PD often progresses slowly, and may, in fact, go unnoticed in its early stages. The three cardinal signs of the condition are tremor, slowing of motion (bradykinesia), and rigidity. Symptoms usually begin on one side of the body and this side remains worse affected. Other symptoms associated with this condition include impaired posture and balance, loss of automatic movements like blinking, smiling, and swinging of arms while walking, loss of fine motor skills, speech changes, muscle aches, changes in facial expression, dementia, and a decline in intellectual function. Depression, confusion, muscular atrophy, and anxiety may also be present in some patients. The underlying cause of PD is the failure of neurons in the brain to produce dopamine, a neurotransmitter. It is not clear why this impairment occurs. However, age is considered to be a major risk factor for the condition, in conjunction with certain genetic factors. PD usually occurs either in middle or late life, and its risk continues to increase with age. The incidence of PD is estimated at 4.5-21 cases per 100,000 of the population per year.
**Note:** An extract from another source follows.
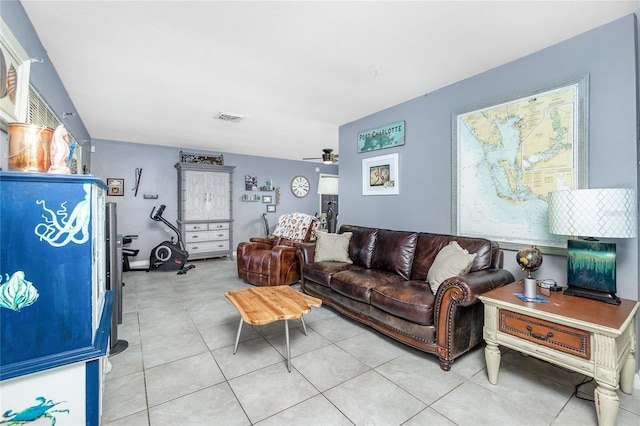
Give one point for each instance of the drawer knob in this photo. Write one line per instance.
(539, 336)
There is no definitive test for the diagnosis of PD. However, the presence of at least two of the three cardinal signs along with a strong response to externally supplied levodopa, an intermediate in dopamine biosynthesis, is considered a positive diagnosis of PD. A number of drugs are available for the management of PD. Levodopa is the most effective of these. The effects of this drug are usually dramatic in the beginning, but wane after continued usage. Other drugs include dopamine agonists, MAO B inhibitors, COMT inhibitors, and anticholinergics. None of these drugs are completely effective in curing the condition. Physical therapy may be required to improve mobility. Deep brain stimulation is a surgical intervention used in patients with an advanced stage of the disease. This technique involves implanting an electrode within the brain, controlled by an external pacemaker-like device.
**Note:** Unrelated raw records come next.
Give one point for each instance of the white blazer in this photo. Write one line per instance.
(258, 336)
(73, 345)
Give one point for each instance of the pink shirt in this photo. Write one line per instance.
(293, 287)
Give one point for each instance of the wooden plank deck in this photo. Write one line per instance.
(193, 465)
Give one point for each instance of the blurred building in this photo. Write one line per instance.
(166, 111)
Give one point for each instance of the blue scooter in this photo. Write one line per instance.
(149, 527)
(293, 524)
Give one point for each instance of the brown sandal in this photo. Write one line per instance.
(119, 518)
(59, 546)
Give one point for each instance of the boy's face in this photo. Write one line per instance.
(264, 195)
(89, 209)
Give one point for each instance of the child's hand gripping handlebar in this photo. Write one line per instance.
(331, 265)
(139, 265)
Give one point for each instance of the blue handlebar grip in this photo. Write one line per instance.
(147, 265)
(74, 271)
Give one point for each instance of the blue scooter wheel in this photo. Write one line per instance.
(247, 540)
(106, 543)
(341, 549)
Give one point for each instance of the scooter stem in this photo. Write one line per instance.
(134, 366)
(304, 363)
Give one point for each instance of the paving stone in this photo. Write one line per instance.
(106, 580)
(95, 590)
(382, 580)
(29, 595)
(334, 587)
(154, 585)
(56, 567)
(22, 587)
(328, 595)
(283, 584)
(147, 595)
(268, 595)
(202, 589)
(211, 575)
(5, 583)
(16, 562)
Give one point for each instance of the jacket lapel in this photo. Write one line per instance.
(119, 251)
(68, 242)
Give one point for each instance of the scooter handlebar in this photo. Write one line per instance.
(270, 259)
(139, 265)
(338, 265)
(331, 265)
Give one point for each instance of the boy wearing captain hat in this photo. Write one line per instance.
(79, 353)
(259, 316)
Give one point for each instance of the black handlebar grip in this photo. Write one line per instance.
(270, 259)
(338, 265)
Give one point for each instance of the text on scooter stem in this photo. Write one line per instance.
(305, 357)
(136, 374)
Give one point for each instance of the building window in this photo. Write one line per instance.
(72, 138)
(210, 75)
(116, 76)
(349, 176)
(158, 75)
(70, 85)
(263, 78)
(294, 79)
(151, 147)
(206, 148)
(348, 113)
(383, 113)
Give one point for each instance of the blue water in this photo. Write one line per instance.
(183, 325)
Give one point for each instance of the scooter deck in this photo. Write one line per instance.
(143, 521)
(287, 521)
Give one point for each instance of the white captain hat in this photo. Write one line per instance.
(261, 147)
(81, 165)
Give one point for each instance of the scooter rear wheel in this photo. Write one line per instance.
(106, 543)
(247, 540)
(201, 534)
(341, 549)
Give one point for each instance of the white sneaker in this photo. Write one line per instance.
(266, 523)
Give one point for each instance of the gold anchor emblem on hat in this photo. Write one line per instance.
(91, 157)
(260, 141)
In the vast majority of PD patients the disease results from a combination of mostly unknown genetic and environmental factors. Yet, approximately 15% of affected patients display a family history of the condition. In most of these families, mutation in at least one of the following genes has been implicated in the development of this condition: LRRK2 (Leucine-Rich Repeat Kinase 2), PARK2, PARK7, PINK1 (PTEN-Induced Putative Kinase 1), or SNCA (Synuclein, Alpha). Mutations in most of these genes lead to the development of PD by either interfering with the proper ubiquitination of proteins or causing excess free radical production by the mitochondria.